Dancer and choreographer Daniel Riley worked as associate producer and then creative associate for Ilbijerri between 2019 and 2021.

==Notable productions==
- Stolen by Jane Harrison, commissioned in 1992 and first performed in a 1998 co-production with Playbox Theatre
- Jack Charles v The Crown, about the life of Jack Charles, which premiered in 2010 at the Melbourne Festival. Charles was nominated for a Helpmann Award for Best Male Actor in a Play for his performance in the play in 2012, and the play was also nominated for Best Direction of a Play. The show toured across Australia and internationally, and in 2014, Ilbijerri was joint winner of a Drover Award from APACA, and Ilbijerri Theatre, toured by Performing Lines, won the Helpmann Award for Best Regional Touring Production. and in the same year
- Beautiful One Day, a theatrical documentary about events on Palm Island (co-produced with Belvoir and version 1.0), which also played at London's Southbank Centre as part of the 2015 Origins Festival of First Nations
- Coranderrk: We Will Show the Country, a verbatim theatre work based on historical events at Coranderrk, a former Aboriginal reserve in Victoria. Giordano Nanni and Yorta Yorta/Kurnai playwright Andrea James wrote the play, and it was co-produced with La Mama Theatre, in collaboration with the University of Melbourne. It was performed at the Playhouse at Sydney Opera House in June/July 2012.

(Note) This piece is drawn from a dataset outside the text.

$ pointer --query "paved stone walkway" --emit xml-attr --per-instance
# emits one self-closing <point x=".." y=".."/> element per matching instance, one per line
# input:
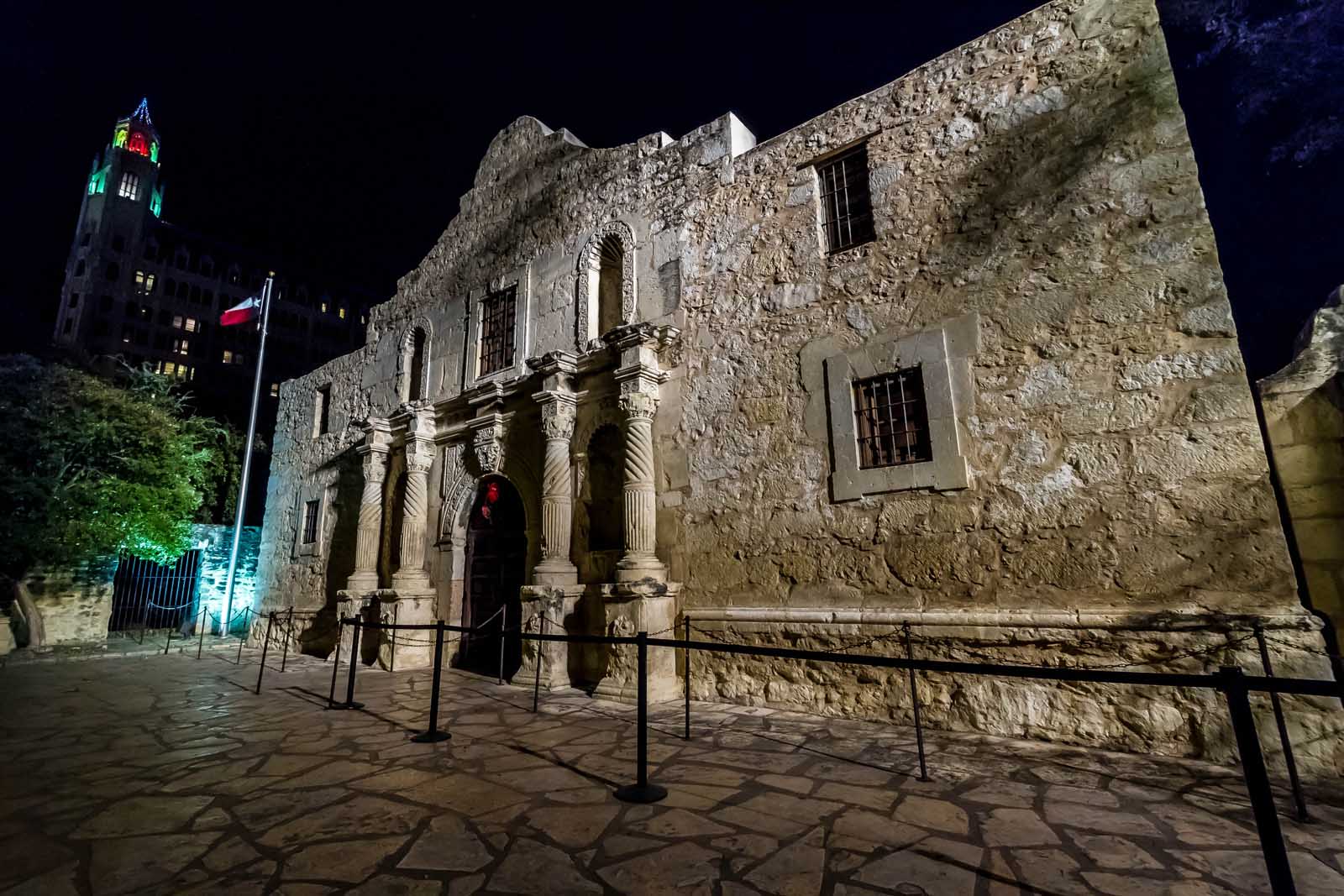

- In 2016, Ilbijerri performed a tanderrum ceremony to open the Melbourne Festival
- Coranderrk, a recreation of the 1881 Coranderrk inquiry, was co-produced with Belvoir Theatre in 2017.

- Black Ties, co-written by John Harvey and Tainui Tukiwaho , is a story about a cross-cultural relationship between a Māori woman and an Aboriginal man. It was first performed for the Sydney Festival in January 2020, starring Jack Charles, Mark Coles Smith, and Lisa Maza, and co-directed by Rachael Maza Long with Tainui Tukiwaho. It then toured to Perth, Melbourne, and then Wellington and Auckland in New Zealand in February and March of that year.,
- Big Name, No Blanket, a musical based on the story of the Warumpi Band, premiered in January 2024 at the Sydney Festival. It was written by Andrea James with Sammy Butcher and his daughter Anyupa Butcher, and co-directed by Rachael Maza and Anyupa Butcher. Baykali Ganambarr plays Sammy Butcher. The show was also performed at the RISING Festival in Melbourne, Darwin Festival, and Brisbane Festival. In October 2024 a slightly scaled-down version of the show was undertaking a tour of 16 prisons, supported by the Balnaves Foundation.